I was wrong. Not only is each and every subject genuinely intriguing this is a scientific book in any proper sense of the word. Bryson sets out to explain how scientists came about discovering, say, tectonic faults, like the one that runs down the middle of the Atlantic. In so doing he shows how evidence must speak for itself and consensus can and often is wrong. His stories are with vivid biographies of the many scientists
Chapter after chapter Bryson presents a story full of characters and surprising facts with true wit and humor. The chapters are not dense but are still filled with such remarkable descriptions and historical events that leave the reader with bright images in the imagination and an enthusiasm for science. For example, Bryson describes a time when the Earth was one big ice encrusted snowball. How did it get that way? How did it change? How could life, any life, possibly survive that? After reading the book I listened to the audio version which I can also highly recommend
Book Review: A wonderful blend of scientific inquiry and human interest Summary: 5 Stars
Bill Bryson's narrative is as much about the follies and foibles of scientists and observers past and present as it is about the enigmatic history of the natural world which their human eyes have sought to uncover. This backdrop alone make this wonderful story more informative and engaging than any dogmatic high school or science textbook I have ever had to read and showed me just how truly awe-inspiring the expanse of Creation is. But at the same time, the more I read Bryson's book, the more the admonition of C.S. Lewis sunk into my mind about confusing reading for religious discipleship with reading to stay informed about the world around us. Wrote Lewis:
"Science is in continual change and we must try to keep abreast of it. We may mention such things; but we must mention them lightly and without claiming that they are more than 'interesting.' Sentences beginning "Science has now proved" should be avoided. If we try to base our apologetic on some recent development in science, we shall usually find that just as we have put the finishing touches to our argument science has changed its mind and quietly withdrawn the theory we have been using as our foundation stone."
Bryson's tapestry of human interest stories interwoven into the epic history of scientific discovery eloquently bears this out.
Book Review: One of the best summaries of scientific history in generalized form Summary: 5 Stars
If you're wanting to learn as much condense scientific information as you can in the smallest scrunched up pieces possible, this is almost as good as it gets. From everything to the very start - the big bang, to how life could have started - to the latest scientific information of the release date of the book. It's a few years old, so it's slightly out of date (information such as Pluto not being a planet, but even back then, as the book mentions, people didn't think it should be a planet), but it hardly hurts. Even with some information being old, it's still excellent. There's no other book you can truly compare this to if you're looking for a briefing on the entire history of science through all of mankind's existence.

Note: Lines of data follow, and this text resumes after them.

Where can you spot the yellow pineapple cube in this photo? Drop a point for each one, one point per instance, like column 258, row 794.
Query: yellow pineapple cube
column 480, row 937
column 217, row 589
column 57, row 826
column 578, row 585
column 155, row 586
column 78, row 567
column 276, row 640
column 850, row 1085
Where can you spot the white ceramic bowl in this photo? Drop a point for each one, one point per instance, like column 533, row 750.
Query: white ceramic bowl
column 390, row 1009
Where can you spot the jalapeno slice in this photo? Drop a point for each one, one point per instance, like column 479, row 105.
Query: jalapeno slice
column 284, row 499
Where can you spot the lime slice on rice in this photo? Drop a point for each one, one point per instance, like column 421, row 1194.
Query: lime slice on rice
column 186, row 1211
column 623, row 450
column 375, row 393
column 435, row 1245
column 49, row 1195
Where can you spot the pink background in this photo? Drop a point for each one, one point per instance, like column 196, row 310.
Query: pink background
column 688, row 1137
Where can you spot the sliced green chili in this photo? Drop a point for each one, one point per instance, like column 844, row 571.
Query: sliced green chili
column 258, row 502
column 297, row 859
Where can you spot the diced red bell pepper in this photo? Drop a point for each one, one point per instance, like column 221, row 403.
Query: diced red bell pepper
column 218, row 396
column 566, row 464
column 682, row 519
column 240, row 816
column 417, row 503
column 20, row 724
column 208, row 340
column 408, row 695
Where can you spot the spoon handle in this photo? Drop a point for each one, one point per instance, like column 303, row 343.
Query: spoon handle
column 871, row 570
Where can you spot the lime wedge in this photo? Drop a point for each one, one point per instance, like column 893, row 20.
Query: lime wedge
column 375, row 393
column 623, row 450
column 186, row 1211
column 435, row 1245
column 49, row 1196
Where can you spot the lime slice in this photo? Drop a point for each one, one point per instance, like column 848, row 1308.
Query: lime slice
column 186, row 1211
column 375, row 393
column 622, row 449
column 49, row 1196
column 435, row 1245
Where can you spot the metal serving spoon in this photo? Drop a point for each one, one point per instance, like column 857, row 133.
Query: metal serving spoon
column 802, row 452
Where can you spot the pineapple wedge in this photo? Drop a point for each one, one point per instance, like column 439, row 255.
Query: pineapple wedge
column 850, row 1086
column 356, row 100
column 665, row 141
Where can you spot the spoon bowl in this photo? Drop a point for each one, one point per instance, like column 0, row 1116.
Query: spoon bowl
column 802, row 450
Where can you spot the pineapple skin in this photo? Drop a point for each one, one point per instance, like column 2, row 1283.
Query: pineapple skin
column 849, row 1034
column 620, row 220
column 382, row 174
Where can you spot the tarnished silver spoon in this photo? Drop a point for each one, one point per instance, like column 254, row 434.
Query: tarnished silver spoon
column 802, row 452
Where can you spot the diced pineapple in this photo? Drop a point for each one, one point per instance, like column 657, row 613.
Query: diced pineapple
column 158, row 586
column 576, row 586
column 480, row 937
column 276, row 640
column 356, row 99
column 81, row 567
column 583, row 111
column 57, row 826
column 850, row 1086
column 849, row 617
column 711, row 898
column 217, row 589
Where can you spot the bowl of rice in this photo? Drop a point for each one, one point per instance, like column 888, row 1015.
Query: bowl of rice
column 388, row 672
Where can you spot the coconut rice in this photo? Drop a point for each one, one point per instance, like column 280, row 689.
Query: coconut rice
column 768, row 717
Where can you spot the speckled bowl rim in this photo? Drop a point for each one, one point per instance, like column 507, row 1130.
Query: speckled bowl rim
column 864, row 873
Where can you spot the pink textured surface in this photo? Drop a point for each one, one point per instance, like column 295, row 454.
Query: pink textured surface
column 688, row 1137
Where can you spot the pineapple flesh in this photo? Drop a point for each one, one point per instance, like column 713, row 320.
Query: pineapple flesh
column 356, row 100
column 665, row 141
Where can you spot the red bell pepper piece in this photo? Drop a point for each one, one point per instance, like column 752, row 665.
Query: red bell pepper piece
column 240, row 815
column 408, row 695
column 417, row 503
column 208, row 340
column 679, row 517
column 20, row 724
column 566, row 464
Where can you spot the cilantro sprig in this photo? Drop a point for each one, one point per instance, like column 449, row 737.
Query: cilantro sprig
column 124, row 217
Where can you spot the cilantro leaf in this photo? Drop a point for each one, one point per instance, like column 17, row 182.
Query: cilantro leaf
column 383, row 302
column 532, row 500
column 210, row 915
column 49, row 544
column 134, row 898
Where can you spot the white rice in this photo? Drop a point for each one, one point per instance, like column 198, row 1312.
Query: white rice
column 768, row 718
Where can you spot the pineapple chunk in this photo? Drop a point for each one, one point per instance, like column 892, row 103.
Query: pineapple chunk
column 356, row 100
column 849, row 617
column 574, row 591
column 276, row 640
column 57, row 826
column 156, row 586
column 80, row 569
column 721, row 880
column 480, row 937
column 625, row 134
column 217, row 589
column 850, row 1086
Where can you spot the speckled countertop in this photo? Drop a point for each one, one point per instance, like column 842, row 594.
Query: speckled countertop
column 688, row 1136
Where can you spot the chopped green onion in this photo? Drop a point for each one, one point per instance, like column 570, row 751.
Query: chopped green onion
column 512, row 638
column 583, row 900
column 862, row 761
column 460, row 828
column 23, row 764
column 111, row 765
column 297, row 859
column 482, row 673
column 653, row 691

There is only one thing in the book that did truly bother me. It makes no mention of Tesla, not a single one, even when going on to subjects that revolve around things he himself invented, or at least contributed to. I'm sure there's many other things the book doesn't go over - it's supposed to be brief, after all, but I think it's fairly obvious you should mention him when you talk about the exact things he created. AC electricity, radio, a special type of X-ray and many more.
Other than that, I have no problem and highly recommend this to everyone. READ THIS BOOK.